Research themes

Our planet is exposed to important natural variations resulting from numerous complex, internal, or external processes. These variations are at the basis of the natural evolution of the Earth climate. Since the late 1880s, human activities add to natural influences that have been present over Earth's history. Scientific evidence strongly indicates that natural influences cannot explain the rapid increase in global near-surface temperatures observed since the second half of the 20th century.

Ongoing climate research largely relies on an intricate coupling between modelling, which tends to account for an increasing number of processes and their interaction, and observation, which allows complex mechanisms and their parameterization to be studied in details. In particular, space borne observing systems bring global scale data essential to the evaluation of model results and of the assumptions they carry.

Interpretation of space measured radiative fluxes in terms of atmospheric thermodynamics and chemical variables is, in general, extremely complex and mixes numerous scientific domains as: quantum mechanics, from which emission and absorption spectra may be described; the forward modelling of radiative transfer, which allows radiance space measurements to be expressed in terms of the sate of the atmosphere; inverse problem theory and its application to the inversion of the radiative transfer equation; last, statistical methods and tools which open the way to interpreting huge data bases and analysing results of long-term time series.

The Atmospheric Radiation Analysis (ARA) team of the Laboratoire de Météorologie Dynamique (LMD) is one of the few groups in the world to gather all these theoretical skills. This has allowed developing a complete chain designed for processing satellite data at global scale on which rely different research activities aiming at improving our knowledge of the climate variability and evolution.

Spatial observations

Research activities of the team focus on numerous space borne sensors (vertical and limb sounders or imagers) carrying out observations in the infrared or in the microwaves. The list of retrieved variables is long: temperature and water vapour vertical profiles, cloud characteristics (cloud cover, physical and microphysical properties), distribution of major greenhouse gases (in particular CO2 and CH4) in the troposphere and in the stratosphere , surface characteristics (temperature, spectral emissivity, particularly over land), and aerosol properties (infrared optical depth, altitude, particle size).
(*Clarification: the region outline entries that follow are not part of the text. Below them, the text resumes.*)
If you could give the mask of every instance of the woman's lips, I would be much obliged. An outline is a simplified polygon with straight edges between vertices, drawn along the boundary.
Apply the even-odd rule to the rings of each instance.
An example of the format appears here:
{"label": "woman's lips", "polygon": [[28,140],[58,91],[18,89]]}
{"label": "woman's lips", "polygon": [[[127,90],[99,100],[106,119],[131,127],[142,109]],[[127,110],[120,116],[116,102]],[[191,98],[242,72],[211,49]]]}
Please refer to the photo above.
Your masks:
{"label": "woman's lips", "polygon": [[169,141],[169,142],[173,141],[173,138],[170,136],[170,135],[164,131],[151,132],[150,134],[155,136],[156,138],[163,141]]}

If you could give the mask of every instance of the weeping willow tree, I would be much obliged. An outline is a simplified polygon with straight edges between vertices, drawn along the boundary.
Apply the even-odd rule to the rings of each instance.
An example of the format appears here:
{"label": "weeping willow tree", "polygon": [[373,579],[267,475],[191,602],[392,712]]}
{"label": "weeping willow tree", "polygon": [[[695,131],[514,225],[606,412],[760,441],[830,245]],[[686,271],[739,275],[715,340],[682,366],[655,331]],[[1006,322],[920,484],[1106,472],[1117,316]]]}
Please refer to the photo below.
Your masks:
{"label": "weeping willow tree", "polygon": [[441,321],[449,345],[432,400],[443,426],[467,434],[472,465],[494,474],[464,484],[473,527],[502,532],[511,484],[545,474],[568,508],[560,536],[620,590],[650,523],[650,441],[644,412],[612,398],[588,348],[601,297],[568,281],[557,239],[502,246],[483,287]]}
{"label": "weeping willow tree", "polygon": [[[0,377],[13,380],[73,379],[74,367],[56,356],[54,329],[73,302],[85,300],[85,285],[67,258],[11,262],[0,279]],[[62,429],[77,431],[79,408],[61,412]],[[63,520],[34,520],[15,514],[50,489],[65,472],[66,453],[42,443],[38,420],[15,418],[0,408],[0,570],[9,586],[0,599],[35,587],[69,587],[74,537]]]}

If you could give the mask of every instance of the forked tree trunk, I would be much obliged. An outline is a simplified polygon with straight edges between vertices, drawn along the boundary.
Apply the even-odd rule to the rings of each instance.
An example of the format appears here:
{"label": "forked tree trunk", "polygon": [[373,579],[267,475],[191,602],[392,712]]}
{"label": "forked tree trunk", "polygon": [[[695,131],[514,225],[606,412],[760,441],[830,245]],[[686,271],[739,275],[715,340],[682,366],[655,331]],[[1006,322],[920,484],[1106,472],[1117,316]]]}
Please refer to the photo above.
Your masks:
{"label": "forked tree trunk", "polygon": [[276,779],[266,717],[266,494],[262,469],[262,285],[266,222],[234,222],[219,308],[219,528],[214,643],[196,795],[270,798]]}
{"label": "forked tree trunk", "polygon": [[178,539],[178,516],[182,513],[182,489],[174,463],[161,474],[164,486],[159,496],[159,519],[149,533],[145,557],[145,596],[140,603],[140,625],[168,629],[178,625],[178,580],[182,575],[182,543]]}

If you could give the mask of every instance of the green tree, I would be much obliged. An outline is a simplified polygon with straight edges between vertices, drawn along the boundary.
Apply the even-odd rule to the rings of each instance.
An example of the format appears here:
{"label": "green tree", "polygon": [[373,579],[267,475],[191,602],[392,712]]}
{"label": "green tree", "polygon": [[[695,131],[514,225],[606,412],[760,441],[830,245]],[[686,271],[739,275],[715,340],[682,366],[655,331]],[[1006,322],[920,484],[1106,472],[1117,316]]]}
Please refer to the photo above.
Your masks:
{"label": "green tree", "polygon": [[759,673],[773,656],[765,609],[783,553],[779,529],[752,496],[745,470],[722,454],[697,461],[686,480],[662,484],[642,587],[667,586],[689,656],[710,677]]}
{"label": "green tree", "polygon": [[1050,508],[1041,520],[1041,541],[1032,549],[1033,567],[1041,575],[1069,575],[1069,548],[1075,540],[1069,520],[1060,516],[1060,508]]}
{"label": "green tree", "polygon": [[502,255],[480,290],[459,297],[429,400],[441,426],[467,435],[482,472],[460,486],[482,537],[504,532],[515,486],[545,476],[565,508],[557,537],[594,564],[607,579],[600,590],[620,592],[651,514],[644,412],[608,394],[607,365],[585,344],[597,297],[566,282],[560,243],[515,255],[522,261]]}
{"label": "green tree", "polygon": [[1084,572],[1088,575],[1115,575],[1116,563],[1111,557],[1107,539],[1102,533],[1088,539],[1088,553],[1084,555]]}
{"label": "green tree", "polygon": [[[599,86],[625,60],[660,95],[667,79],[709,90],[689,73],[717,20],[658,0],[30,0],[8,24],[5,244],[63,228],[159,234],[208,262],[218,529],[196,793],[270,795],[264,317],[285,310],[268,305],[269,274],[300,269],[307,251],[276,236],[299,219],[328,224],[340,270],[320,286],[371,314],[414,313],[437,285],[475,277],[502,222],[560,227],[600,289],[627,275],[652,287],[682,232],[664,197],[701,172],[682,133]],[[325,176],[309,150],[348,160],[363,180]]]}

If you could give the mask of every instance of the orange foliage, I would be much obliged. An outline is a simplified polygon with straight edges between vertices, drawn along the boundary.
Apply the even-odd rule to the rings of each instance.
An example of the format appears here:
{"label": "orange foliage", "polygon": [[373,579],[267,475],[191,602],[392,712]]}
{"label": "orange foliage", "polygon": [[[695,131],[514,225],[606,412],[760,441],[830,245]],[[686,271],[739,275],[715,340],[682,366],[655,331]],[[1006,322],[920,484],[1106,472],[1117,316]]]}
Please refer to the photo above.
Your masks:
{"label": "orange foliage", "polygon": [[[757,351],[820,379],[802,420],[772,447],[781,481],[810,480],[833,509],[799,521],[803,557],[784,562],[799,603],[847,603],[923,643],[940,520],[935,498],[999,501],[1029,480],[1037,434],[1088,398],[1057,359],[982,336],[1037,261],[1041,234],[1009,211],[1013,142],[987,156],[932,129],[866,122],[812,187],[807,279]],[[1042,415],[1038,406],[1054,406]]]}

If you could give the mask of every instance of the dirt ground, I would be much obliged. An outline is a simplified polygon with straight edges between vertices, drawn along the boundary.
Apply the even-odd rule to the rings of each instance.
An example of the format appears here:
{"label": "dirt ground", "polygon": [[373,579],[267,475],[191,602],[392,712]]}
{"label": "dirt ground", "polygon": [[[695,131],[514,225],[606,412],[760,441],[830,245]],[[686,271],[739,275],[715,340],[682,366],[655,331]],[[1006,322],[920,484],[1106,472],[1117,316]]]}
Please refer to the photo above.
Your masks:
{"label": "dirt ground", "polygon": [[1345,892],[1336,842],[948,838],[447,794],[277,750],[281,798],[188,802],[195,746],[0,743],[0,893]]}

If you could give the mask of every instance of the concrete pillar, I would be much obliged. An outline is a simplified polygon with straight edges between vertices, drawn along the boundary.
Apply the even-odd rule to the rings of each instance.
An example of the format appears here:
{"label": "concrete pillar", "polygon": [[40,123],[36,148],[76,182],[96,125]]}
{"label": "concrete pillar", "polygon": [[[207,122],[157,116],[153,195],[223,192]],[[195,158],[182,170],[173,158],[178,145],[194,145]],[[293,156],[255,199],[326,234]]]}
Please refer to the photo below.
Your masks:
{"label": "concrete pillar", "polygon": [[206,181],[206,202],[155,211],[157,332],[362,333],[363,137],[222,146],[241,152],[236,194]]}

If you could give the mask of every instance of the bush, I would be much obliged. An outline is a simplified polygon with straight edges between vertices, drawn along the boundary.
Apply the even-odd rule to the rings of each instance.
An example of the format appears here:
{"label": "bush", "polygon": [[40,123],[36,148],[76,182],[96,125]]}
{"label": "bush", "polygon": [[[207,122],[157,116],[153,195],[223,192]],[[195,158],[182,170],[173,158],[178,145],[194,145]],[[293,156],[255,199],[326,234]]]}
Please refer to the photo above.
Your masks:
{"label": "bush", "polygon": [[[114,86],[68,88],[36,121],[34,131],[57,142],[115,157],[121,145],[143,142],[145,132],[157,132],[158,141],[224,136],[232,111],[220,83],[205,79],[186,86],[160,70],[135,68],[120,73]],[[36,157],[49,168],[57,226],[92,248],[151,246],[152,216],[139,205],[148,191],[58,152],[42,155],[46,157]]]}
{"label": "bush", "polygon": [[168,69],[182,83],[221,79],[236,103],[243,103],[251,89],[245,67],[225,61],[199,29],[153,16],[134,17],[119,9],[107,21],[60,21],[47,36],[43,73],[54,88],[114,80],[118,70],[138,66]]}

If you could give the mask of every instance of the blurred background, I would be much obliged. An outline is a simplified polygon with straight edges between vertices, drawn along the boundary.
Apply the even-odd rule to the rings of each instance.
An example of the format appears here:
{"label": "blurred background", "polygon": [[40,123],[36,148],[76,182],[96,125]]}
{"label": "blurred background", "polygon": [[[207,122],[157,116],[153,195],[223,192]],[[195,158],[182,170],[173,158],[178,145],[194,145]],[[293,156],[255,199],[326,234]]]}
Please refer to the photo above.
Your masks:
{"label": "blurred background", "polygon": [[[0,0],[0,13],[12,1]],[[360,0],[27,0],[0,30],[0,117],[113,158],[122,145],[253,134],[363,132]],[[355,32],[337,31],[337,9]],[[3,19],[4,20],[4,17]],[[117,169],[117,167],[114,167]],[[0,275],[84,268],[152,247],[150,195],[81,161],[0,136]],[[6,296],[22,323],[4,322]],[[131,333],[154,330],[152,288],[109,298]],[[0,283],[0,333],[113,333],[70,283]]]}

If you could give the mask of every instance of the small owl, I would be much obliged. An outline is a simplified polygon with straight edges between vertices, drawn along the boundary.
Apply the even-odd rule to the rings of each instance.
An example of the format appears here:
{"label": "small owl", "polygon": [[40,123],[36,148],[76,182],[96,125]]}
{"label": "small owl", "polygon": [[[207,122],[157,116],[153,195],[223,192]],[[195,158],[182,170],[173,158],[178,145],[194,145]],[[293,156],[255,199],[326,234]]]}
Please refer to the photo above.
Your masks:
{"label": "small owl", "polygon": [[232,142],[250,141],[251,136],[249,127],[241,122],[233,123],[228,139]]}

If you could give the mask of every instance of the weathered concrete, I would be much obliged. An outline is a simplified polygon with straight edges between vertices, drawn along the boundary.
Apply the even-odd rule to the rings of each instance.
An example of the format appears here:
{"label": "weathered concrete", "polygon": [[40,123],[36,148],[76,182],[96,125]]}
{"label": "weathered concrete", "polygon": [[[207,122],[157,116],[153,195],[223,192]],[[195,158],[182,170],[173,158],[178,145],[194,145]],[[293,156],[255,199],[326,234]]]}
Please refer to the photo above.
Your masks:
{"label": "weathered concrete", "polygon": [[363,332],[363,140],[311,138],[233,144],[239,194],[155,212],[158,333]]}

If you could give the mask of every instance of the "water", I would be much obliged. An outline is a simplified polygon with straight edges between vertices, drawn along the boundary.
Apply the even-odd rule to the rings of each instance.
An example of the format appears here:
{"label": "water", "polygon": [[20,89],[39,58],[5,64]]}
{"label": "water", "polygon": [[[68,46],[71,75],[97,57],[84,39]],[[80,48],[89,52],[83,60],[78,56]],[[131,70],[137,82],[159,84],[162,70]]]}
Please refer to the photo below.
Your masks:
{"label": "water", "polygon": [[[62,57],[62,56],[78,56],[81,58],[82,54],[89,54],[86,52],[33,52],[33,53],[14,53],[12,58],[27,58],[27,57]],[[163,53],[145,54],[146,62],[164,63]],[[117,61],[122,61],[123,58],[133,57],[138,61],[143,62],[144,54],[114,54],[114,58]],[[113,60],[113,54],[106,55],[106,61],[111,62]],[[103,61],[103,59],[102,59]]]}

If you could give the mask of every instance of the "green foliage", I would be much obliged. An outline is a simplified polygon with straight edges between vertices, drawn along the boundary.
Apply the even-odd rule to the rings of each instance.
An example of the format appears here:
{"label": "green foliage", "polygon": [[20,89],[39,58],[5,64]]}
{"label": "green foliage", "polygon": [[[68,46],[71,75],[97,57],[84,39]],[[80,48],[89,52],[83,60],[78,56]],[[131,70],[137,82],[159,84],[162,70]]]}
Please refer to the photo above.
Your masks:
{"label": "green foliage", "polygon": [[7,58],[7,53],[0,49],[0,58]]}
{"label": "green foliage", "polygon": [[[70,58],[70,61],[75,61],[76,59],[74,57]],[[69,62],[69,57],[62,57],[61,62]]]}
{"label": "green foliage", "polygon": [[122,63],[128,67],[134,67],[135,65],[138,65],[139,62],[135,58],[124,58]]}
The ARA team was selected, in the early 1990s, by NOAA and NASA to reanalyse space observations made by the 1st generation sounders TIROS-N Operational Vertical Sounder (TOVS) on board the NOAA polar satellites since 1979 (Pathfinder project). The ARA team also directly participates in the analysis of second generation high spectral resolution instruments as the Atmospheric Infrared sounder (AIRS), launched on board the NASA/Aqua platform in May 2002, the Infrared Atmospheric Sounder Interferometer (IASI), launched on board the European MetOp platform in October 2006, or the Atmospheric Chemistry Experiment - Fourier Transform Interferometer- (ACE-FTS), launched on board the Canadian SCISAT platform in August 2003, whose very high spectral resolution and continuous spectral coverage offer an unique opportunity of a major step forward in our knowledge of climate processes. The team is also involved in the design of the next generation instruments, such as the IASI-NG mission which will be part of the EUMETSAT post-EPS system. However, the large increase in the number of spectral channels measured enhances the complexity of associated analysis methods and softwares. The ARA team, owing to its expertise in the development of processing and analysis tools and through its main research themes has the necessary skills to overcome the present challenges.

These researches are conducted in tight cooperation with national and international research teams, in particular through European (EU, Eumetsat, ESA) or national (CNES, INSU, ONERA) contracts. They also participate in the European initiative GMES (Global Monitoring for Environment and Security).